Arbitrating Sovereignty? Lessons from Energía y Renovación v. Guatemala and Seda v. Colombia - Chapter 33 - Law and Practice of International Arbitration: Essays in Honor of John Fellas
Originally from The Law and Practice of International Arbitration: Essays in Honor of John Fellas – Preview Page
Under modern international law, there is a slightly prevailing and yet contested view2 that sovereignty is a fundamental concept.3 Despite centuries of debate among legal scholars about the exact definition of sovereignty,4 one can flesh out that it is a state’s attribute of exercising full legal powers within its territory.5 Ornamented with footnotes and struck by caveats added by the ever-evolving international political landscape, the premise still holds true that states have, or at least, attempt to have, complete legal competence and political dominance within their territories.
International legal theory has drawn an external dimension of sovereignty: the principle of sovereign equality.6 But more than that, it is the holy grail of international law and friendly relations.7 It is the invisible forcefield that deactivates conflict on the brink of an outbreak, a concept tasked with the important mission of gatekeeping the international legal order.
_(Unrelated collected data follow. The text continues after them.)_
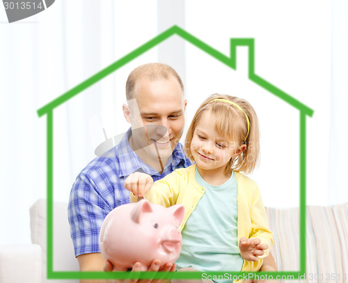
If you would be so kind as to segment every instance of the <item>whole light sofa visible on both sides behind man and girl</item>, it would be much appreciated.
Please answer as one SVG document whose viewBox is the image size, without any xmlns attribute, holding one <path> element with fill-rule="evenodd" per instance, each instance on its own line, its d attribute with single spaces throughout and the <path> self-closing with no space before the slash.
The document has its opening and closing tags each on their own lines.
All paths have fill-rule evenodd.
<svg viewBox="0 0 348 283">
<path fill-rule="evenodd" d="M 79 270 L 67 208 L 68 204 L 54 202 L 54 270 Z M 33 244 L 0 246 L 0 283 L 78 282 L 46 279 L 46 200 L 33 204 L 30 215 Z M 299 270 L 299 208 L 267 208 L 267 215 L 279 270 Z M 348 282 L 348 204 L 308 206 L 306 238 L 306 281 Z"/>
</svg>

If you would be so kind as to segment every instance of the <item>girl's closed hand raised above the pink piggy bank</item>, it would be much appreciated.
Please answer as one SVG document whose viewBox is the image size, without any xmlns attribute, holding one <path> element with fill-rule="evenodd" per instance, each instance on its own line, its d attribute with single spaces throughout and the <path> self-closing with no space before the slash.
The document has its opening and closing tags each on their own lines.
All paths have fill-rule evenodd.
<svg viewBox="0 0 348 283">
<path fill-rule="evenodd" d="M 135 172 L 130 174 L 125 181 L 125 188 L 136 197 L 143 197 L 152 187 L 152 177 L 145 173 Z"/>
</svg>

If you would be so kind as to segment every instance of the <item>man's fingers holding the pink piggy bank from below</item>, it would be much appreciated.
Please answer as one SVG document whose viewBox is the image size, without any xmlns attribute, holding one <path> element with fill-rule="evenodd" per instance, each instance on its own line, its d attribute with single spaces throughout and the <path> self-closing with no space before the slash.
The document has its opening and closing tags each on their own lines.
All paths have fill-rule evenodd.
<svg viewBox="0 0 348 283">
<path fill-rule="evenodd" d="M 148 268 L 147 271 L 175 271 L 176 265 L 175 263 L 168 262 L 164 264 L 164 266 L 161 266 L 161 261 L 159 259 L 155 259 L 152 261 L 150 268 Z M 127 268 L 120 268 L 118 266 L 113 266 L 110 261 L 106 261 L 104 265 L 104 271 L 109 272 L 109 271 L 126 271 Z M 134 263 L 134 266 L 131 270 L 132 271 L 142 271 L 141 270 L 141 263 L 136 262 Z M 160 283 L 163 282 L 164 280 L 115 280 L 115 283 Z M 113 282 L 114 283 L 114 282 Z"/>
</svg>

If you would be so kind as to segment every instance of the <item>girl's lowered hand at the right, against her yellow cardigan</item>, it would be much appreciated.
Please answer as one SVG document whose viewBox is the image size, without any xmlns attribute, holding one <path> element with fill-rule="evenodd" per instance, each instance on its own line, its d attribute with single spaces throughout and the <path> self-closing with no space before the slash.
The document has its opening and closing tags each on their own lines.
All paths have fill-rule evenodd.
<svg viewBox="0 0 348 283">
<path fill-rule="evenodd" d="M 239 250 L 246 261 L 258 261 L 259 257 L 268 249 L 267 244 L 262 244 L 259 238 L 245 238 L 239 240 Z"/>
</svg>

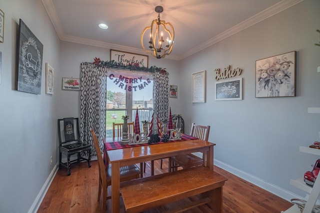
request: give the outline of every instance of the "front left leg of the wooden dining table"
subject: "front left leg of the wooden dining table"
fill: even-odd
[[[111,210],[112,213],[120,212],[120,163],[112,163],[111,168]]]

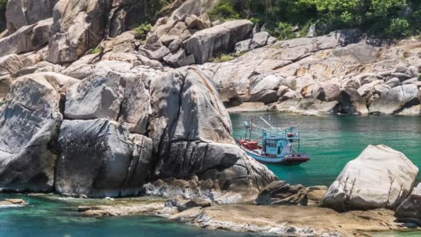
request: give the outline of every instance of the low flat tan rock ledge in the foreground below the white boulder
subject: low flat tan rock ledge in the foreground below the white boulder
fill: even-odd
[[[337,213],[317,207],[230,205],[188,209],[170,220],[275,236],[355,236],[402,229],[394,222],[393,211],[386,209]]]

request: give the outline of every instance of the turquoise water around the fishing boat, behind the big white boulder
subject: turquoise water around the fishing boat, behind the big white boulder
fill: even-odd
[[[234,137],[244,137],[243,121],[265,125],[259,119],[271,117],[280,128],[295,126],[303,137],[301,148],[312,160],[301,166],[268,165],[290,184],[330,185],[348,161],[368,144],[384,144],[403,152],[421,167],[420,116],[298,116],[268,112],[231,115]],[[418,182],[421,182],[418,177]]]

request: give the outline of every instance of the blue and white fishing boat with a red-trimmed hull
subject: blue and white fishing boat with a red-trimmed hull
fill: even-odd
[[[300,152],[300,131],[294,127],[286,129],[274,128],[265,119],[260,117],[269,127],[260,127],[251,122],[244,122],[246,134],[244,138],[236,139],[238,146],[247,155],[268,164],[285,166],[298,165],[310,161],[310,156]],[[251,134],[260,136],[251,139]],[[296,148],[294,147],[296,144]]]

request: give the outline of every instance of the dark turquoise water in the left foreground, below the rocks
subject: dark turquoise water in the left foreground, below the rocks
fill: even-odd
[[[228,231],[207,231],[152,216],[88,218],[80,216],[77,211],[78,204],[87,201],[59,200],[55,196],[52,197],[54,198],[0,193],[0,200],[22,198],[28,202],[27,207],[0,209],[0,236],[257,236]]]

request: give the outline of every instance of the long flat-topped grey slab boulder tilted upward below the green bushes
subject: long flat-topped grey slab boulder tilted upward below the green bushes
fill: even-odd
[[[213,28],[200,30],[186,40],[184,46],[189,53],[195,55],[197,63],[203,64],[218,53],[232,52],[237,42],[249,37],[251,30],[251,21],[228,21]]]

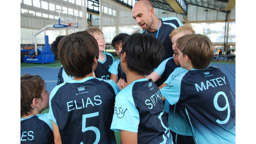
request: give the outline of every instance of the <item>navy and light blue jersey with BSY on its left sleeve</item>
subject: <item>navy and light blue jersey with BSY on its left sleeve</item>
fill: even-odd
[[[115,98],[111,130],[138,133],[138,143],[169,143],[171,137],[162,95],[147,78],[133,81]]]

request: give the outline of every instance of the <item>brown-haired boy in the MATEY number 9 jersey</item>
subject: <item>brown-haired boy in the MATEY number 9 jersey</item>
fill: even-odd
[[[179,62],[188,70],[160,89],[171,104],[184,110],[197,143],[235,143],[236,111],[227,76],[209,66],[214,55],[210,39],[200,34],[177,40]]]

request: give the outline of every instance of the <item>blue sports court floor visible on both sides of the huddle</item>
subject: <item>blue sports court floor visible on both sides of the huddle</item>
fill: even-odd
[[[211,66],[215,66],[219,68],[228,78],[230,87],[231,87],[231,95],[235,104],[236,98],[236,64],[234,63],[210,63]],[[57,76],[58,76],[59,68],[45,67],[45,66],[35,66],[35,67],[27,67],[20,68],[20,76],[23,74],[32,74],[32,75],[40,75],[44,79],[46,83],[46,90],[51,92],[52,89],[57,85]]]

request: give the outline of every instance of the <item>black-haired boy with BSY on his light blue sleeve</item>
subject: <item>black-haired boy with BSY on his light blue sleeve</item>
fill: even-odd
[[[145,75],[163,58],[161,42],[150,34],[134,33],[123,43],[121,67],[128,86],[116,96],[111,130],[120,131],[122,144],[169,143],[161,93]],[[147,61],[147,63],[145,63]]]

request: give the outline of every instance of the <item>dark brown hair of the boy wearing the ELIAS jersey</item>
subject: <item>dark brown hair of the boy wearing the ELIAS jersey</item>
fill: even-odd
[[[86,31],[66,35],[58,44],[58,57],[68,76],[83,78],[99,57],[98,42]]]

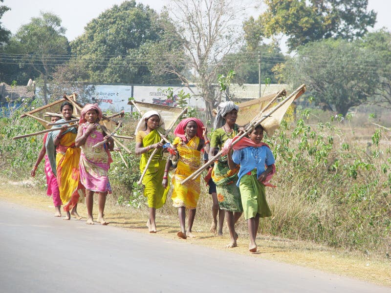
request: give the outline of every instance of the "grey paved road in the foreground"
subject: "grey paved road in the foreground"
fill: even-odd
[[[1,293],[333,292],[390,288],[0,201]]]

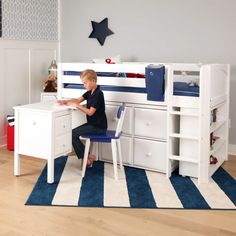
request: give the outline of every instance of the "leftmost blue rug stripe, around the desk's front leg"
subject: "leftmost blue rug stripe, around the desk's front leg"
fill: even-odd
[[[54,183],[47,183],[47,165],[44,167],[38,178],[37,184],[31,192],[25,205],[51,205],[61,175],[65,168],[67,157],[60,157],[55,160],[56,171],[54,173]]]

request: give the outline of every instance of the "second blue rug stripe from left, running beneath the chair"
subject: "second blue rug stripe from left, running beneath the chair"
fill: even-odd
[[[93,165],[83,178],[78,206],[103,207],[104,162],[95,161]]]

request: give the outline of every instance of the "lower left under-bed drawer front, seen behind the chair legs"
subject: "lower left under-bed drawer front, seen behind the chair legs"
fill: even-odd
[[[112,162],[112,151],[110,143],[103,143],[100,145],[101,147],[101,156],[100,158],[105,161]],[[132,151],[132,139],[130,137],[121,137],[121,153],[122,153],[122,161],[124,164],[131,164],[131,152]],[[119,158],[117,157],[117,161],[119,162]]]

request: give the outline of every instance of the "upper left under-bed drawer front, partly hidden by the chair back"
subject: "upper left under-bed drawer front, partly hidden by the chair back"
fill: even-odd
[[[116,105],[106,105],[106,115],[108,122],[108,129],[115,130],[117,127],[116,113],[119,106]],[[126,107],[126,113],[124,117],[124,123],[122,131],[126,134],[132,133],[132,108]]]

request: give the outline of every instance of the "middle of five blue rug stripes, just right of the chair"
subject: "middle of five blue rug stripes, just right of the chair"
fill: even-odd
[[[130,206],[134,208],[156,208],[145,170],[125,166],[125,176]]]

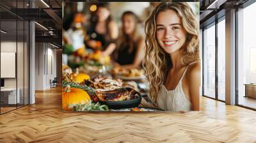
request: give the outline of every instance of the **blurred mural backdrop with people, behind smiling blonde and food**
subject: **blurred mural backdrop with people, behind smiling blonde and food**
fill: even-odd
[[[109,56],[101,63],[108,63],[111,59],[123,68],[141,67],[144,55],[140,49],[145,46],[143,23],[159,2],[64,4],[63,64],[68,64],[72,69],[77,68],[83,63],[84,57],[88,56],[88,52],[99,50],[100,52],[95,53],[100,53],[100,57]],[[200,3],[188,4],[194,11],[199,25]],[[128,15],[126,18],[124,13]],[[81,58],[70,56],[71,51]],[[138,51],[140,54],[137,54]]]

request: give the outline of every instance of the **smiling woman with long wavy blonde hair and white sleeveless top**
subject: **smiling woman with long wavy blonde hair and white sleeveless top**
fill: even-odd
[[[198,23],[187,3],[161,3],[145,22],[143,66],[160,109],[199,110]]]

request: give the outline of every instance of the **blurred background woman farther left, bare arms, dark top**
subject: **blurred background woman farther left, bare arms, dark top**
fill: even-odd
[[[97,5],[97,19],[92,21],[88,34],[90,40],[88,47],[95,50],[102,50],[102,56],[109,56],[116,49],[115,40],[118,37],[118,26],[111,18],[108,3]]]

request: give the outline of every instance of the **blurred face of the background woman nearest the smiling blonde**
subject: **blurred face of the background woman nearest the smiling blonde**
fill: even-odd
[[[123,18],[123,28],[125,34],[132,34],[136,26],[136,21],[132,15],[124,15]]]

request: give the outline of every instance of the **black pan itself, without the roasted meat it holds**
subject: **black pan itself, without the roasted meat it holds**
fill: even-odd
[[[125,87],[127,91],[131,91],[134,89],[131,89],[129,87]],[[138,93],[138,91],[134,90],[134,94],[138,94],[139,97],[135,98],[134,100],[125,100],[125,101],[118,101],[118,102],[100,102],[100,104],[107,105],[109,109],[127,109],[127,108],[133,108],[138,107],[141,103],[141,94]]]

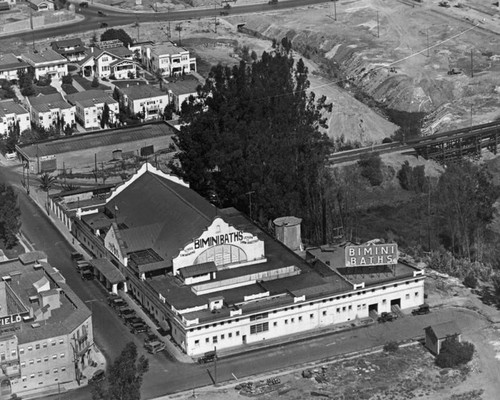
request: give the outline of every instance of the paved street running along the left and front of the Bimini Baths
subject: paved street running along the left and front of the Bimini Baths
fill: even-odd
[[[94,331],[98,346],[108,360],[114,359],[125,343],[134,340],[142,352],[142,341],[133,336],[105,301],[106,293],[96,281],[82,281],[72,266],[69,254],[72,247],[40,210],[26,196],[20,184],[21,177],[12,167],[0,168],[0,181],[11,182],[19,190],[22,212],[22,230],[36,249],[43,250],[49,262],[59,268],[69,285],[82,300],[86,301],[94,314]],[[32,190],[37,184],[31,180]],[[486,326],[483,318],[475,312],[449,308],[433,310],[426,316],[407,316],[395,322],[374,324],[366,328],[328,334],[315,339],[302,340],[287,345],[264,348],[238,357],[220,360],[217,364],[218,382],[244,378],[266,371],[274,371],[315,360],[341,355],[357,350],[381,346],[388,341],[401,341],[423,335],[423,328],[448,320],[457,321],[465,334],[477,332]],[[215,378],[214,365],[183,364],[174,361],[167,353],[148,355],[150,371],[145,376],[143,398],[154,398],[168,393],[212,384]],[[52,398],[59,398],[53,396]],[[72,393],[62,393],[61,400],[89,399],[87,388]]]

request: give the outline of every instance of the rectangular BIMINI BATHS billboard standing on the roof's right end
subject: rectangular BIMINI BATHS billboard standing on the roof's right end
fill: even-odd
[[[346,246],[346,267],[390,265],[398,263],[398,245],[395,243]]]

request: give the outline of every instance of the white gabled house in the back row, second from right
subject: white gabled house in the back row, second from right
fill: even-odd
[[[95,74],[99,78],[128,79],[135,78],[137,65],[133,60],[134,53],[125,46],[95,49]]]

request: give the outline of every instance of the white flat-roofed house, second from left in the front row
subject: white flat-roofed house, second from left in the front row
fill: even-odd
[[[29,97],[31,121],[39,127],[50,129],[61,125],[75,126],[75,106],[69,104],[60,93]]]

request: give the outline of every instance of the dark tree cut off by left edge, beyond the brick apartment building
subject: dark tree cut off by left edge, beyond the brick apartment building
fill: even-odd
[[[8,249],[17,243],[17,233],[21,227],[21,210],[17,205],[17,195],[12,186],[0,183],[0,239]]]

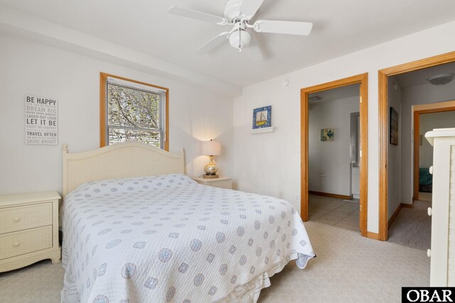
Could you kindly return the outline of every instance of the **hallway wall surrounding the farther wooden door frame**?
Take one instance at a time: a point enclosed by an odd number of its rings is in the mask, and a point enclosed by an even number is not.
[[[412,203],[412,170],[413,142],[412,129],[414,119],[412,106],[417,104],[435,103],[455,100],[455,81],[436,86],[423,84],[402,89],[402,158],[401,158],[401,199],[402,203]]]

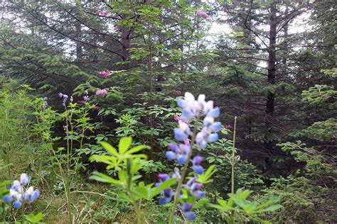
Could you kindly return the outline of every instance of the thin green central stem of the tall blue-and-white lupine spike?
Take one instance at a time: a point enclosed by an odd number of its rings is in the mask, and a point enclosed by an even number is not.
[[[191,139],[191,150],[188,153],[188,157],[186,160],[186,163],[183,165],[183,169],[181,171],[181,178],[178,179],[178,186],[176,188],[176,194],[174,194],[174,200],[173,200],[173,206],[172,206],[172,211],[171,211],[171,215],[170,215],[170,220],[169,220],[169,224],[173,223],[173,218],[174,218],[174,213],[176,212],[176,206],[177,206],[177,202],[178,202],[178,197],[181,191],[181,187],[183,186],[183,179],[185,178],[186,172],[187,172],[187,168],[188,168],[188,164],[191,160],[191,156],[192,156],[192,150],[193,150],[193,145],[194,145],[194,141],[196,140],[196,132],[198,130],[198,121],[199,118],[197,118],[196,120],[196,127],[193,130],[193,135],[192,135],[192,139]]]

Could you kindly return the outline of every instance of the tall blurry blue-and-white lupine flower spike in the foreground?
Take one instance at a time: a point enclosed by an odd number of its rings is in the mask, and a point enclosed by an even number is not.
[[[174,138],[181,144],[170,143],[169,151],[166,151],[166,158],[170,160],[176,160],[177,164],[183,164],[186,167],[186,162],[191,162],[193,165],[193,171],[200,175],[203,174],[204,169],[201,166],[203,162],[203,157],[196,155],[191,159],[192,148],[191,145],[204,148],[210,142],[215,142],[218,140],[218,131],[221,129],[221,123],[215,122],[215,118],[220,115],[220,108],[213,107],[213,101],[205,101],[205,95],[199,95],[198,99],[188,92],[185,93],[183,99],[178,99],[177,104],[182,109],[181,116],[174,116],[174,120],[178,121],[178,128],[174,128],[173,134]],[[203,127],[200,127],[200,131],[193,136],[196,131],[191,131],[189,124],[191,121],[198,123],[200,118],[203,118]],[[194,140],[194,142],[191,142]],[[186,172],[184,172],[186,173]],[[181,184],[185,177],[182,177],[178,167],[174,168],[174,173],[171,178],[177,179]],[[168,174],[159,174],[159,182],[155,186],[159,186],[161,182],[169,179]],[[200,199],[205,196],[205,191],[200,191],[203,188],[203,184],[198,183],[197,177],[193,177],[187,181],[186,184],[182,184],[193,197]],[[179,185],[178,185],[179,186]],[[159,198],[159,204],[169,203],[172,198],[174,198],[174,203],[176,203],[176,197],[180,195],[181,189],[176,189],[173,192],[171,189],[164,189],[161,192],[163,195]],[[174,197],[173,197],[174,196]],[[176,205],[173,205],[173,208]],[[192,212],[193,204],[184,203],[183,213],[188,218],[188,220],[196,219],[196,213]],[[173,221],[171,213],[170,222]]]

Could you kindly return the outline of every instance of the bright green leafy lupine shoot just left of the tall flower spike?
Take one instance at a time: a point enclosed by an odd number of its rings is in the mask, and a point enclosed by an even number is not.
[[[145,184],[139,181],[141,174],[139,171],[143,169],[146,163],[146,155],[137,154],[137,152],[149,149],[146,145],[132,146],[132,138],[121,138],[119,140],[118,150],[107,142],[100,144],[109,152],[109,155],[92,155],[91,160],[103,162],[107,164],[106,169],[114,169],[117,172],[118,179],[114,179],[100,172],[93,172],[90,179],[112,184],[112,186],[120,186],[123,191],[116,191],[120,197],[119,200],[132,203],[137,213],[137,222],[144,223],[144,213],[140,210],[138,201],[141,199],[151,200],[157,194],[169,186],[176,184],[176,179],[164,181],[159,186],[154,184]]]

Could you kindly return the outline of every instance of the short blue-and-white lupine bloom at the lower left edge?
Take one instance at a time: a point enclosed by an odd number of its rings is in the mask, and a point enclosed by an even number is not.
[[[15,180],[12,184],[10,184],[9,194],[5,195],[2,200],[6,203],[14,201],[14,208],[20,208],[23,201],[28,203],[35,201],[40,196],[40,191],[38,189],[34,190],[33,186],[29,186],[27,189],[24,189],[23,186],[26,186],[28,181],[28,175],[21,174],[20,181]]]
This principle fuels the fantasy that all States stand on equal footing, creating the illusion that the Hobbesian state of nature in international [dis]order has been replaced by diplomacy and mechanisms of peaceful dispute resolution. Sovereign equality is the guardian of a state’s authority within its territorial bounds. It holds the promise that this power cannot be surrendered at the will of another State. But what happens when the challenge to this “wannabe” sacred authority comes not from another State, but from an individual, or a corporation?
Admittedly, one could affirm, quite lightly, that every time a state consents to be bound by a treaty it gives away a tiny piece of its sovereignty. However, when a state consents to the jurisdiction of an arbitral tribunal to solve disputes under an investment treaty, this is certainly not a carte blanche for the arbitrators to decide on matters that are within the sovereign purview of a state. It is a matter of degree and nuance. In this sense, the contemporary configuration of investment arbitration has undoubtedly set a slippery slope towards judicial intervention in internal affairs.